We will now prove that when $$F = \mathbb{Q}$$ or $$\mathbb{F}_p$$, every automorphism $$\phi$$ of $$A(V)$$ preserves scaling factor, meaning if $$f \in A(V)$$ is of the form $$x \mapsto ax + v$$, then $$\phi(f)$$ is of the form $$x \mapsto ax + v'$$. In particular, this will mean that every element of $$A(V)$$ with scaling factor $$a \neq \pm 1$$ is not sent to its inverse by any automorphism of $$A(V)$$.

Lemma 1: Let $$m, n$$ be integers which are not zero in $$F$$. Then for $$f \in A(V)$$, $$f$$ has the property that $$fg^n = g^m f$$ for all $$g \in T(V)$$ if and only if $$f$$ has scaling factor $$m/n$$, meaning $$f$$ is of the form $$x \mapsto (m/n)x + v$$.

Proof: If $$f$$ is of the given form, then for $$g(x) = x + u$$, clearly $$f(g^n(x)) = (m/n)(x + nu) + v = (m/n)x + v + mu = g^m(f(x))$$ so $$fg^n = g^m f$$. In the other direction, if $$f$$ satisfies $$fg^n = g^m f$$ for all $$g \in T(V)$$, then writing $$f(x) = ax + v$$, and taking $$g(x) = x + u$$ for some $$u \neq 0$$, we have $$a(x + nu) + v = ax + v + mu$$, giving $$anu = mu$$, hence $$a = m/n$$ as desired.

Lemma 2: If $$F = \mathbb{Q}$$ or $$\mathbb{F}_p$$, then every automorphism $$\phi$$ of $$A(V)$$ preserves $$T(V)$$, meaning $$\phi(T(V)) = T(V)$$.

Proof: In the case $$F = \mathbb{Q}$$, we can identify the subgroup $$T(V)$$ of $$A(V)$$ as the set of "divisible" elements, namely those elements $$g \in A(V)$$ for which, for any positive integer $$n$$, there is an element $$h \in A(V)$$ with $$h^n = g$$. Elements $$g \in A(V)$$ of the form $$x \mapsto ax + v$$ for $$a \neq 1$$ do not have this property, since there can be an $$h$$ with $$h^n = g$$ only if $$a$$ is an $$n$$-th power in $$\mathbb{Q}$$, and the only nonzero element of $$\mathbb{Q}$$ which is an $$n$$-th power for each $$n$$ is $$a = 1$$. It is clear that any automorphism maps divisible elements to divisible elements, and non-divisible elements to non-divisible elements, so any $$\phi$$ has $$\phi(T(V)) = T(V)$$.
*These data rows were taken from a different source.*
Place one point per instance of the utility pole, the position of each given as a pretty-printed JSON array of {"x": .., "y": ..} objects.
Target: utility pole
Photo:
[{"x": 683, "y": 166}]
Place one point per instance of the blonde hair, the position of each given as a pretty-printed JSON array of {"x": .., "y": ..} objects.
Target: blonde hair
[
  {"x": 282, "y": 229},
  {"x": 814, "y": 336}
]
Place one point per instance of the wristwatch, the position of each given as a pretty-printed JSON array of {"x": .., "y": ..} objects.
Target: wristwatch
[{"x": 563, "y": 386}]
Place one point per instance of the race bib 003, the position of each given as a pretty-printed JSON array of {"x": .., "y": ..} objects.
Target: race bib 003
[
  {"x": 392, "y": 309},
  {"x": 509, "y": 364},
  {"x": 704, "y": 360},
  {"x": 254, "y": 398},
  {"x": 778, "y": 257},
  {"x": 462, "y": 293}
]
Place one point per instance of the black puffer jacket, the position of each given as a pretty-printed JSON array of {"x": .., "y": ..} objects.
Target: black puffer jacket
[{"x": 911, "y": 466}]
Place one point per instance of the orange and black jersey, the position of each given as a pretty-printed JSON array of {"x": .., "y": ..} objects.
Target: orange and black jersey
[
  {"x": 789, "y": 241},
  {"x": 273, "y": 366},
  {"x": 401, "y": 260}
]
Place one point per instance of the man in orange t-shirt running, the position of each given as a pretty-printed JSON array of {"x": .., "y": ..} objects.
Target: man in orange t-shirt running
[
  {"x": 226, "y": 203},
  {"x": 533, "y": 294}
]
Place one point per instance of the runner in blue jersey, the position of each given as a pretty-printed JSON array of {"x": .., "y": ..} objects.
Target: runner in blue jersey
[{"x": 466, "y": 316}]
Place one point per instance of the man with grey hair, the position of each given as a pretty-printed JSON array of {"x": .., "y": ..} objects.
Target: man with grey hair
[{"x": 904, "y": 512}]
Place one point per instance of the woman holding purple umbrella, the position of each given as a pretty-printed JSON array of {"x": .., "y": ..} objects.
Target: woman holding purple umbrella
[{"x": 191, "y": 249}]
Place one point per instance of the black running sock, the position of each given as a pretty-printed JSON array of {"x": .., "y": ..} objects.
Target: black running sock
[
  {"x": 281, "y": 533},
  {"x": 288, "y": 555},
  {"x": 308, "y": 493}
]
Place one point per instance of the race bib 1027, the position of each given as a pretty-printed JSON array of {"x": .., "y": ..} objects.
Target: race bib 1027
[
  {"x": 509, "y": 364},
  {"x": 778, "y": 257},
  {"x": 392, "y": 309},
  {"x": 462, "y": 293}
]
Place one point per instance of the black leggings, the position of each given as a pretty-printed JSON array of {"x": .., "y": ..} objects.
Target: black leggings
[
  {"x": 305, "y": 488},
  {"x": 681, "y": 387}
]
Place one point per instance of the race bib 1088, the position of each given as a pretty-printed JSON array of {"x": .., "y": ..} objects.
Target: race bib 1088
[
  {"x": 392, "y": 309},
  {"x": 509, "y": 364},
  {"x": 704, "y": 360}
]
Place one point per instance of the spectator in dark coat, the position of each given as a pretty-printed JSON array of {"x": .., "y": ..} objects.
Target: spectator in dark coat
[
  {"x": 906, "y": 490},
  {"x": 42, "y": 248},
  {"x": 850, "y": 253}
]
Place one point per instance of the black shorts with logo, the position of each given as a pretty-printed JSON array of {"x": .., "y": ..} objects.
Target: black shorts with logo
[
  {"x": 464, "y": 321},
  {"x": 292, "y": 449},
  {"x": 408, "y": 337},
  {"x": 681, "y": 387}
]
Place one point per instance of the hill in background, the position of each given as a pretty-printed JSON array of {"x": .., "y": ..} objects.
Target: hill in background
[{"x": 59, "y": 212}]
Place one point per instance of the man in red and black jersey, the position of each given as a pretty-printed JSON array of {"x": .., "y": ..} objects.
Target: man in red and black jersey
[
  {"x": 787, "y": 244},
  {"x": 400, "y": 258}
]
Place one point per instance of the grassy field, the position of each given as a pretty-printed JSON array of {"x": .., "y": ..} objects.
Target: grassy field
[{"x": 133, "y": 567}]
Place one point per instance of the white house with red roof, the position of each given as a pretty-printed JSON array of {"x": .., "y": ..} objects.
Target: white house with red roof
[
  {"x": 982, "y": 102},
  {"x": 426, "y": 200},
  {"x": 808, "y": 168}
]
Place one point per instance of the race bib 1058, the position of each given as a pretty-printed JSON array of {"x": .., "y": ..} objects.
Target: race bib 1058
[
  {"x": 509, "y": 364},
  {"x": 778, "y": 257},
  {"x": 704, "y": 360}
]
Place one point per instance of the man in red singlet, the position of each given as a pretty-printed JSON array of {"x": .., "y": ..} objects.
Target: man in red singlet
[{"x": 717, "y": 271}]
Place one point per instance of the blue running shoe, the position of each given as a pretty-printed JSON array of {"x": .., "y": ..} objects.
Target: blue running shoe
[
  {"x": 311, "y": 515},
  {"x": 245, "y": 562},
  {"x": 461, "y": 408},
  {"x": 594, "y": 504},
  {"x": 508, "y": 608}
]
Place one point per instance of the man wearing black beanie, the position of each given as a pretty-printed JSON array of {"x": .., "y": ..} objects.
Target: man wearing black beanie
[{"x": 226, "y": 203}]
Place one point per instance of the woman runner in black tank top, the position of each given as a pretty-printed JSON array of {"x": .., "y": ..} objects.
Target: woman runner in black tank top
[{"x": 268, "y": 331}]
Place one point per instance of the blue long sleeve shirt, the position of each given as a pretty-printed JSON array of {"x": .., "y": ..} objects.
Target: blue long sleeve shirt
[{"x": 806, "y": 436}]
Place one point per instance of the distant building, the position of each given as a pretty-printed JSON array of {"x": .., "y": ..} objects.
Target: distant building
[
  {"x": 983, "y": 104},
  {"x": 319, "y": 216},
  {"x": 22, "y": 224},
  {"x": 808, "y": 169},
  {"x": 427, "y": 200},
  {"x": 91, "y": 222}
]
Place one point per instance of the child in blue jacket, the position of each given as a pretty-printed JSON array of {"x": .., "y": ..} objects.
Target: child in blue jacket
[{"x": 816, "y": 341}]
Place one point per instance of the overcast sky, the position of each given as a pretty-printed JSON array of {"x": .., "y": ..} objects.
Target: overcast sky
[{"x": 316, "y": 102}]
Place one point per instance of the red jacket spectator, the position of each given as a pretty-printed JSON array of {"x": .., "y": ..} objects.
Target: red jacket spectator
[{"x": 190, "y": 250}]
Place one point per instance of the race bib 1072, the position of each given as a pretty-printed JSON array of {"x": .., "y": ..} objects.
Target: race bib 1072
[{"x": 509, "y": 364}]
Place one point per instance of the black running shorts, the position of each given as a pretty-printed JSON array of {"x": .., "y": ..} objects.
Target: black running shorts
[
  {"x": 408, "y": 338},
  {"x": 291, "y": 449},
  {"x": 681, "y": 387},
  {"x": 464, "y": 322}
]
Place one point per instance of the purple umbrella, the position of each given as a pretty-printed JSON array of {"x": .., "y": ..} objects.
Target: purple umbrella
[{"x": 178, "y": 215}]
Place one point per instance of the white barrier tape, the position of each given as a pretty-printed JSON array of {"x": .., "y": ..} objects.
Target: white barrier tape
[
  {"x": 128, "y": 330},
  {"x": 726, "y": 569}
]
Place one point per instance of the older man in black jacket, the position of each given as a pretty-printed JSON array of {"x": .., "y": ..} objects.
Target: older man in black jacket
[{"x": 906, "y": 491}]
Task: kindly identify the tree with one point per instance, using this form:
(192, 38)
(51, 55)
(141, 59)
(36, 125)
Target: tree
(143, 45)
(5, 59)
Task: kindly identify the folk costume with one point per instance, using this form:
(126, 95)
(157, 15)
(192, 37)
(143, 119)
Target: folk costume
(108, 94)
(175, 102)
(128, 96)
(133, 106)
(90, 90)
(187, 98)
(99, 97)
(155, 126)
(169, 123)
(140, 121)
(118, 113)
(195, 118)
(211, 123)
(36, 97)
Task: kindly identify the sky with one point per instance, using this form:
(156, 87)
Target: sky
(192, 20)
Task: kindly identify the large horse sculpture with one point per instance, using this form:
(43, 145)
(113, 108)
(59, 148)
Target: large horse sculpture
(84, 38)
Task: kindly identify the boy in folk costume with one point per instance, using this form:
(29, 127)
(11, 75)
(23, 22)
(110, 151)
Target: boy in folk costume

In the case $$F = \mathbb{F}_p$$, we can identify $$T(V)$$ as the set of elements of order $$p$$ (together with the identity). For an element $$g$$ of the form $$x \mapsto ax + v$$ for $$a \neq 1$$, $$g$$ is conjugate to the map $$x \mapsto ax$$, and thus $$g$$ has order dividing $$p-1$$, since this latter map has order dividing $$p-1$$. Automorphisms preserve order, so again any $$\phi$$ has $$\phi(T(V)) = T(V)$$. [end proof]

Now, let $$\phi$$ be an automorphism of $$A(V)$$, and let $$f \in A(V)$$, so $$f(x) = ax + v$$ for some $$a, v$$. Since $$F = \mathbb{Q}$$ or $$\mathbb{F}_p$$, $$a$$ is of the form $$m/n$$ for some integers $$m, n$$ which are not zero in $$F$$, and thus by Lemma 1, $$fg^n = g^m f$$ for any $$g \in T(V)$$. By Lemma 2, $$\phi$$ preserves $$T(V)$$, so $$\phi(f)$$ also has the property that $$\phi(f) g^n = g^m \phi(f)$$ for all $$g \in T(V)$$. Then, again by Lemma 1, this means that $$\phi(f)$$ has scaling factor $$m/n = a$$, so $$\phi$$ preserves the scaling factor of $$f$$.